DURYEA — There are still a number of people in Luzerne County living in FEMA trailers because of the September 2011 flood. However, some other flood victi...

DURYEA -- There are still a number of people in Luzerne County living in FEMA trailers because of the September 2011 flood. However, some other flood victims are back in their homes after a group called NeighborWorks Northeastern Pennsylvania helped them rebuild.

All it took was four feet of water to ruin almost everything Sharon Schmidt and her husband Joseph owned.

"Everything in the shed, all my Christmas decorations, my cookbooks, my years and years of cookbooks. We lost everything. But we had each other," said Sharon Schmidt, of Duryea.

After the September 2011 flood destroyed her home in Duryea, Schmidt and her husband spent about a year living in a FEMA trailer.

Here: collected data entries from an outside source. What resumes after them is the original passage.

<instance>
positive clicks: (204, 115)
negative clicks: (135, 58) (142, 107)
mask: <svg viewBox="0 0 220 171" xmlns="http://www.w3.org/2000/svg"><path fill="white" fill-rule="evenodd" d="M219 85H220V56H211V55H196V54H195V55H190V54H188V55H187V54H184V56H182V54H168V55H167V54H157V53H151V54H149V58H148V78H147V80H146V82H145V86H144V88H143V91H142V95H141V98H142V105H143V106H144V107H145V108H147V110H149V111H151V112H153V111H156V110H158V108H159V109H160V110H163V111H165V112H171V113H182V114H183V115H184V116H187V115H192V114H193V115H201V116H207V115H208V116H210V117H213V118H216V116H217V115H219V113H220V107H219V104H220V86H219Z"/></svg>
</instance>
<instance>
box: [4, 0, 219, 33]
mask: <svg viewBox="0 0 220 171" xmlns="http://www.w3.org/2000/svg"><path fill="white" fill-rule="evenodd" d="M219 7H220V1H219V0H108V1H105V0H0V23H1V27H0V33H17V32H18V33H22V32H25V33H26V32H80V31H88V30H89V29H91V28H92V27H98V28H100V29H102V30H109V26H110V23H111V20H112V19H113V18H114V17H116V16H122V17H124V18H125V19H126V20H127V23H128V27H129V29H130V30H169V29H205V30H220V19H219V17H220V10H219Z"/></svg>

"I mean we lived in the trailer, but he slept in the trailer, and I slept upstairs because the trailer's so small," said Schmidt.

That's why she relied on $14,000 from FEMA and help from volunteers to get their house together.

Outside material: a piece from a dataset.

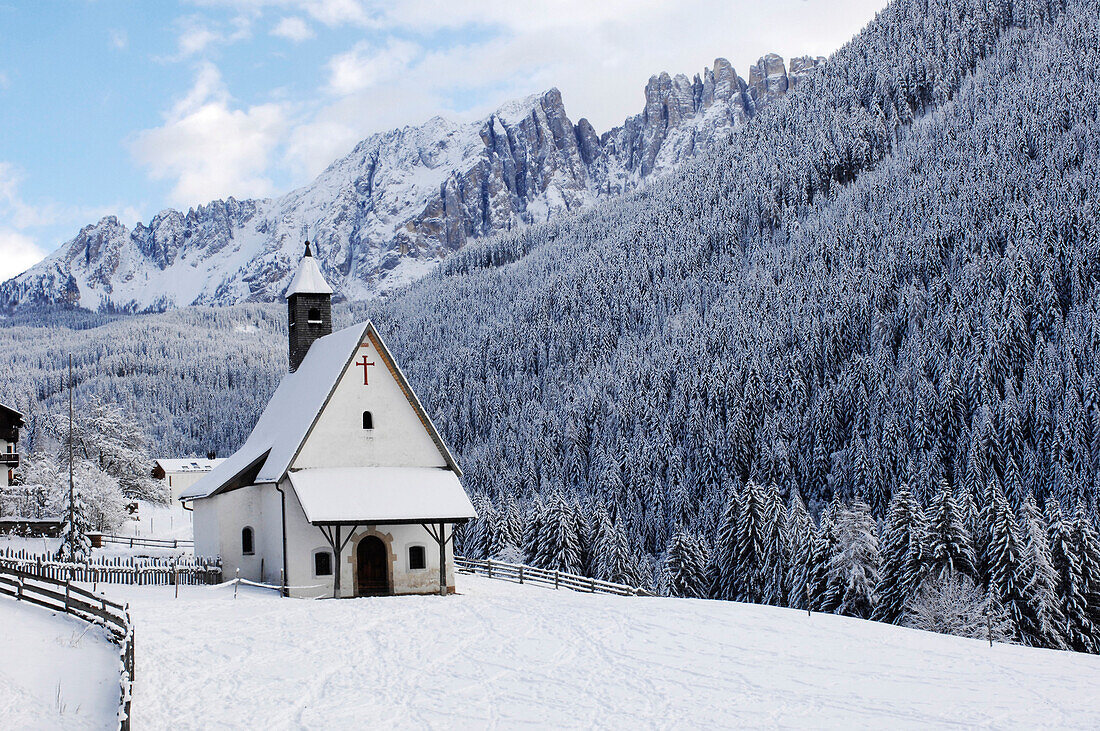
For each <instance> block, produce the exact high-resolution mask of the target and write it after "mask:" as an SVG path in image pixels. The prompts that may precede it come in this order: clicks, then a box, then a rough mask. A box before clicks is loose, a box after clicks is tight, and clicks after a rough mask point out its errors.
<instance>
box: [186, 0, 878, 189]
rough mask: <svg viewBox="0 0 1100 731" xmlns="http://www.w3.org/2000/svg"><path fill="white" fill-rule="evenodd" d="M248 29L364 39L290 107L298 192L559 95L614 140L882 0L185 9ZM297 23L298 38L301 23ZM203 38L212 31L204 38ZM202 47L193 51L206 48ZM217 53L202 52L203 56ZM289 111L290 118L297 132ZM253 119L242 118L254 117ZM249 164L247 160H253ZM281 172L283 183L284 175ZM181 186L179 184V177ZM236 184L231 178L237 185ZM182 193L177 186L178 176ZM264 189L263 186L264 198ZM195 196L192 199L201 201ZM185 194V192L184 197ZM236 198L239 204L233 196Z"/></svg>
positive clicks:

But it still wasn't enough.

"Ten, eleven months after the flooding, there were still many families who needed assistance to get back into their properties. Some of them only needed a little bit of help, might be 5 or 10 thousand dollars," said NeighborWorks executive director Jesse Ergott.

NeighborWorks stepped in with $5,000 for the finishing touches on Schmidt's home.

The funding from NeighborWorks was specifically given out to people who hadn't been able to move back into their homes for more than a year. Connie Andrews was one of them. She still hasn't moved back into her home yet.

"Without them, I would not be where I am right now because I could have not have done without them," said Connie Andrews, of West Pittston.

Andrews' home in West Pittston will be ready for her to move back in next week. Sharon Schmidt moved back in just before Christmas and says it's worth the wait.

"We had Christmas dinner here. Homemade raviolis, which I hadn't made in I don't know how long," said Schmidt.

Neighborworks is funded by the Weinberg Foundation and by the Diocese of Scranton. Over the past several months, the organization has given out $145,000 to 34 families affected by the flood of 2011.